Scientists have found a relationship between the brain size of bees and their diet

An international team of researchers found that the size of a bee’s brain depends on what it eats, according to Phys.org. In their article, published in the journal Proceedings of the Royal Society B, the scientists describe their research on the bee brain and what they have learned about it.

Panurgus Banksianus is a large furry bee that lives alone, burrowing in sandy meadows throughout Europe. Prefers to eat yellow-flowered representatives of the Aster family. A large shaggy bee has a very large brain. And a new study explains how it relates to her diet.

Compared to mammalian brains, the scientists note, insect brains have received little attention from scientists and little is known about it. In this new study, the researchers sought to fill in the part that gap by studying the brains of 395 bees, the brains of 93 species found in Spain, the United States, and the Netherlands. Their job was to extract the brain from each specimen and compare its size with other bees, then looking for ways to explain the differences.

Researchers have found some patterns. For example, the length of a bee’s generation can correlate with the size of the bee’s brain. Scientists point out that this is not surprising, because the same can be said for birds and many other animals. What really surprised them was the link between diet and brain size. Bees with less dietary diversity had larger brains than bees with varied diets. In most animals, the opposite is true. The researchers speculate that this could be due to the fact that it would not take a lot of brain energy to eat a flower in the field – identifying specific flowers would require much more processing.

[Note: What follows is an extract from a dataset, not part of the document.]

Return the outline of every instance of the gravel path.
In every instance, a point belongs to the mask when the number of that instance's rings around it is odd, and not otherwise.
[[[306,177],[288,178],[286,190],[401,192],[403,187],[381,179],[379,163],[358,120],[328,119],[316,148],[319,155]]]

The researchers also compared brain size to social behavior and found little difference between the bees. The brains of single bees were no larger or smaller than those of bees living in complex hives. The researchers note that this was also expected. Unlike most animals, the social behavior of bees is mostly fixed. Bees communicate only in the hive, where they carry out their duties, for example, tending young or collecting pollen.

The researchers were unable to establish whether bees with larger brains were smarter than bees with smaller brains; the differences in size seem to be mainly related to the activities that the bees engage in during their life cycle.